What's going on here?

To Radio UserLand folk, a couple of big features are shipping soon. Brent and Jake have been busy. As you probably know, I've been busy with RSS stuff. With any luck I should be back at work on RU stuff in a couple of days.

Oooops, now Jake is leaking. It's not exactly rocket science, in Y2K, that's why it's soooo easy.

Brent's been fixing Frontier bugs.

And we expect some interesting bug reports from Radio UserLand/Win users. Especially from Mike Donnelan.

Happy 2nd Birthday to Hack The Planet.

Steve Gillmor is my editor at XML Magazine. Here's his one sentence review of yesterday's DaveNet piece.

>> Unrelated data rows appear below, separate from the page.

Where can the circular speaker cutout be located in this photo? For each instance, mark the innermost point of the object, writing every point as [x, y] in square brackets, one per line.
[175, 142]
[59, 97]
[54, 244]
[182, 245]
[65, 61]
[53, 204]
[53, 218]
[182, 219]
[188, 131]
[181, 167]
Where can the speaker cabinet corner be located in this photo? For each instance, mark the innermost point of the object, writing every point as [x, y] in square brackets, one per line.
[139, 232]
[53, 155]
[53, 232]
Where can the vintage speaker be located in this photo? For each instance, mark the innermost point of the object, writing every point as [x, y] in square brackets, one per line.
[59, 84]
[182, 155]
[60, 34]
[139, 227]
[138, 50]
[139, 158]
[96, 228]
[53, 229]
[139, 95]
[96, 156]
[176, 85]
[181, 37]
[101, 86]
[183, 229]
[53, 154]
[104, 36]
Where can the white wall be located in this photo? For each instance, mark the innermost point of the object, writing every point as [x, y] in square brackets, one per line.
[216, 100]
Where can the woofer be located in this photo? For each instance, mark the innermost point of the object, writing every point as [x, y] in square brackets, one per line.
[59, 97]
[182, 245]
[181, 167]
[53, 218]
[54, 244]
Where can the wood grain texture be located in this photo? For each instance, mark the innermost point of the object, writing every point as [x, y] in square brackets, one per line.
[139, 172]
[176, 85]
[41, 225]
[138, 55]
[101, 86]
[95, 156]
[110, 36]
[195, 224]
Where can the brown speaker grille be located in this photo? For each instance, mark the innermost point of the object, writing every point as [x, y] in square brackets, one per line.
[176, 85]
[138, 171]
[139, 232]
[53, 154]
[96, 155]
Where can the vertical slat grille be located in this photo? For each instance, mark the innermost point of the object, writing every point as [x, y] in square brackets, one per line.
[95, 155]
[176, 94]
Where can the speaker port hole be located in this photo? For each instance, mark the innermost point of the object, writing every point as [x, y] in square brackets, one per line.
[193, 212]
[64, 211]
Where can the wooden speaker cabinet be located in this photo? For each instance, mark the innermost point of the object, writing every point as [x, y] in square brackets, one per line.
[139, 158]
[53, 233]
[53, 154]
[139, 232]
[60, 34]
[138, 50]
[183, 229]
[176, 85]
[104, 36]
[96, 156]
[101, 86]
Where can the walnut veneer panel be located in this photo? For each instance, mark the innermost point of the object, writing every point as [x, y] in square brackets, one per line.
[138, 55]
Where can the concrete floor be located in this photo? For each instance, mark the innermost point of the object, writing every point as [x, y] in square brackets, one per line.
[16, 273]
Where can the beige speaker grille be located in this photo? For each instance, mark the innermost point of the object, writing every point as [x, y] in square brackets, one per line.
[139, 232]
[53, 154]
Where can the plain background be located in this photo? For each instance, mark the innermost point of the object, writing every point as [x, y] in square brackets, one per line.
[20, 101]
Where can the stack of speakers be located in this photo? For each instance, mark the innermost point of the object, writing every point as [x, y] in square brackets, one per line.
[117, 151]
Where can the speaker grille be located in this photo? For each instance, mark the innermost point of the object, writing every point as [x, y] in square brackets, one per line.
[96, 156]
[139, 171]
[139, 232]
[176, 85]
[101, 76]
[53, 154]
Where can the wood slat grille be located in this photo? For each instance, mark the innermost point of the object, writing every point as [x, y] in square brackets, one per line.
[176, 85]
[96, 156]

As a writer I like support, esp when it's so concise.

I got a lot of pushback on a postscript in yesterday's piece where I suggested flat monthly fees for music distributed to artists based on use. There are a bunch of other ideas floating around including the Street Performer Protocol.

4/2/98: What would Shakespeare Think? This piece explains why the complex form of XML isn't going to make it with Joe and Jane Webmaster. Interesting that the piece is still on the money two years later.

4/8/98: XML Becomes Invisible. "The benefit of XML will be compatibility. It won't be in your face, except perhaps in a smile, because two pieces of software just worked together and it surprised you in a pleasant way."

Searching on Google, I found this post on the UserLand DG from July 1999. Look at the responses, and who they're from.

9/3/99: A Bright Future for Syndication. "Instead of being a flow concentrator, we propose to be flow distributors, with value flowing in the opposite direction, from the source of the content to the source of the click."

Leigh Dodds summarized the discussion in early July 2000 on the Syndication mail list.

I'm searching in vain for the name of the Netscape person who managed the RSS develpment team in 1999. His name is Werner Eckhert, at least that's what's in my brain. If you know the correct spelling of his name, or even better his current email address, please send it to me.

     

Last update: Saturday, September 02, 2000 at 9:02 PM Eastern.